James Comey a-t-il réussi à démontrer lors de son audition devant la commission du Renseignement du Sénat que Donald Trump a commis une entrave à la justice? Je n'ai pas fait une recension exhaustive, mais il me semble, au premier coup d'oeil, qu'il y a autant de professeurs de droit qui ont répondu par l'affirmative que par la négative.

L'ancien directeur du FBI n'a lui-même pas voulu se prononcer sur la question, estimant que cette responsabilité revient au procureur spécial Robert Mueller. Mais son témoignage ne laisse guère de doute sur son opinion sur le sujet.

Comey a notamment indiqué lors de son témoignage qu'il n'avait pas interprété comme un simple souhait la demande du président d'abandonner l'enquête sur Michael Flynn, l'ancien conseiller à la sécurité nationale accusé d'avoir menti aux enquêteurs du FBI sur la nature de ses contacts avec l'ambassadeur de Russie aux États-Unis.
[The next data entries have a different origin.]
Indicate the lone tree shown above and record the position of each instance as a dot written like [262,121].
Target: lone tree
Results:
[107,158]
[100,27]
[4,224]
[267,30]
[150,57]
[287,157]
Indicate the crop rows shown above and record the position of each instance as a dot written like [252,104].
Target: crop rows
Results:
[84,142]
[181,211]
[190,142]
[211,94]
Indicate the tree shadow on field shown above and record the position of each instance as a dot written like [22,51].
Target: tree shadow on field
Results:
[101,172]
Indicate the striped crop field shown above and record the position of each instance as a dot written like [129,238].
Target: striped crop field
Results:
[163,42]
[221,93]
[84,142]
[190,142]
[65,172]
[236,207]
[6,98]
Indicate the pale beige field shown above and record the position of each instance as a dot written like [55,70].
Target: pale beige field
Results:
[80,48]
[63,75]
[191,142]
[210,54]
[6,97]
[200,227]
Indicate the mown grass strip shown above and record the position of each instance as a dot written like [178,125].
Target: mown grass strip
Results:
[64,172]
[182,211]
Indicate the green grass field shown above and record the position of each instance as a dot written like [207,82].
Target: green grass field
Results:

«Je l'ai interprété comme une instruction. Il est président des États-Unis, seul avec moi, il dit qu'il espère ceci, je l'ai interprété comme une demande de sa part», a-t-il dit avant d'accuser le chef de la Maison-Blanche de l'avoir limogé «à cause de l'enquête russe».

Il ne fait pas de doute que l'avocat de Donald Trump craint une accusation d'entrave à la justice. Dans sa déclaration après l'audition de Comey, il a pris soin de nier deux éléments clés de son témoignage qui pourraient servir d'arguments à Robert Mueller.

«Sur le fond comme sur la forme, le président n'a jamais dit à M. Comey ''J'ai besoin de loyauté, je m'attends à de la loyauté''», a déclaré Marc Kasowitz.

Il a également réfuté l'allégation de James Comey selon laquelle Donald Trump lui a demandé, le 14 février dernier, d'abandonner l'enquête sur Michael Flynn.

Bigre! L'avocat de Trump demande au public américain de croire la parole du président plutôt que celle de James Comey. Il faut qu'il soit mal pris.

Fait remarquable, James Comey a commencé son témoignage en traitant Donald Trump de fieffé menteur.

«C'étaient des mensonges, purs et simples», a-t-il d'abord déclaré en faisant référence aux propos du président selon lesquels le FBI était en proie à la pagaille et les agents de la police fédérale avaient perdu confiance en lui.

Plus tard, il a fait allusion à la «nature de la personne» de Trump en expliquant pourquoi il avait tenu à relater dans des notes ses interactions «dérangeantes» avec lui.

«Je craignais honnêtement qu'il ne mente sur la nature de nos rencontres», a-t-il déclaré (voir la vidéo qui coiffe ce billet).

Sauf erreur, le nombre de sénateurs qui ont défendu l'honnêteté de Trump s'élève à zéro.

James Comey n'a pas largué de bombe sur Washington lors de son témoignage. Dans un processus qui pourrait être aussi long que celui qui a mené à la démission de Richard Nixon en 1974, il a jeté les bases d'une enquête approfondie sur les circonstances dans lesquelles le président a fini par congédié le directeur du FBI après avoir tenté d'interférer dans une enquête.

Et cela ne tient même pas compte de tous les autres éléments, financiers, politiques ou autres, qui pourraient retenir l'attention de Robert Mueller.

Comey n'a pas largué de bombe aujourd'hui mais il a ébranlé la présidence. Une président dont l'une des porte-parole, Sarah Huckabee Sanders, a dû se résoudre à utiliser une défense rappelant le fameux «I am not a crook» de Nixon.

«Je peux affirmer avec certitude que le président n'est pas un menteur», a-t-elle dit.